Può beneficiarne chi desidera comprendere i modelli pregressi e inconsci che lo rendono oggi intrappolato in schemi disfunzionali fonte di sofferenza. Sono il desiderio di comprendersi, una certa consapevolezza del proprio funzionamento e una significativa motivazione a indicare l’adeguatezza a questo percorso.
L’obiettivo è comprendere l’altro in modo empatico e non giudicante, all’interno di una relazione significativa, favorendo l’apertura, la fiducia e una nuova consapevolezza del proprio modo di stare al mondo.
EMDR — Elaborare il trauma
EMDR (Eye Movement Desensitization and Reprocessing) è un approccio per il trattamento del trauma e dello stress, soprattutto traumatico. Utilizza i movimenti oculari o altre forme di stimolazione alternata destro/sinistra focalizzandosi sul ricordo dell’esperienza.
Dopo una o più sedute, i ricordi disturbanti perdono la loro carica emotiva negativa: il cambiamento è rapido, indipendentemente dagli anni trascorsi dall’evento. I pensieri intrusivi si attenuano e le sensazioni fisiche si riducono d’intensità.

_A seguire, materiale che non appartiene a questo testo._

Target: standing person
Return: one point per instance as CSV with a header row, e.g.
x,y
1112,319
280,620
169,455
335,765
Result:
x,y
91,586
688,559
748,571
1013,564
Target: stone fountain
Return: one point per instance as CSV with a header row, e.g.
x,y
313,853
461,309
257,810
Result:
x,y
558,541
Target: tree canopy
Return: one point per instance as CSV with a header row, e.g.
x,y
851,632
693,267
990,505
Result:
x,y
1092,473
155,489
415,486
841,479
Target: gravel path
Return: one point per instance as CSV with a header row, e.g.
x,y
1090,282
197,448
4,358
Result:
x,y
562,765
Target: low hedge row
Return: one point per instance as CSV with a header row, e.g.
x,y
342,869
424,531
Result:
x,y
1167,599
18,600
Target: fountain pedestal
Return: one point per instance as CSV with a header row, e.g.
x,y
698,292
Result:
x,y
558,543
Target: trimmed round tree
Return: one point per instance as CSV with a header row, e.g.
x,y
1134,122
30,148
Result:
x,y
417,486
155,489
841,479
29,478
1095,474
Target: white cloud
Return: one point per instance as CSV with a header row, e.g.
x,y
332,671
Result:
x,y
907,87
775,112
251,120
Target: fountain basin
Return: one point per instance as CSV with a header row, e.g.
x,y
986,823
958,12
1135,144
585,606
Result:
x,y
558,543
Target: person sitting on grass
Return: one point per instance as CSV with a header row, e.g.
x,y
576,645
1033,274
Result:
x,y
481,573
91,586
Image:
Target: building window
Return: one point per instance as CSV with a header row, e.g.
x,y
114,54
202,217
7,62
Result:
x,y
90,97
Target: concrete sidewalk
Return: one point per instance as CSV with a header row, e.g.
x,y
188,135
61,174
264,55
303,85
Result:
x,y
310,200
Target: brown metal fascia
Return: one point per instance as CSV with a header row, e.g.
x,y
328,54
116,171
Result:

Il paziente riferisce di percepire l’evento come un «ricordo lontano», non più disturbante. L’esperienza viene integrata in uno schema cognitivo ed emotivo positivo e diventa una risorsa disponibile per il futuro. (Fonte: emdr.it)
Neuropsicologia e invecchiamento
La neuropsicologia studia la relazione mente–cervello, ovvero il legame tra le funzioni cognitive e i loro correlati anatomo-fisiologici. Alla base c’è la plasticità neuronale, la capacità del cervello di riorganizzare i propri circuiti.
In ambito clinico consente il recupero di funzioni perse dopo traumi o ictus; in ambito fisiologico, attraverso programmi di potenziamento, permette di prevenire l’invecchiamento mentale e sviluppare memoria, attenzione, concentrazione e linguaggio.
Numerosi studi dimostrano l’efficacia dei training cognitivi nel potenziare le funzioni, prevenirne l’indebolimento con l’età, recuperare le funzioni lesionate e rallentare la comparsa dei sintomi nelle patologie neurodegenerative come l’Alzheimer.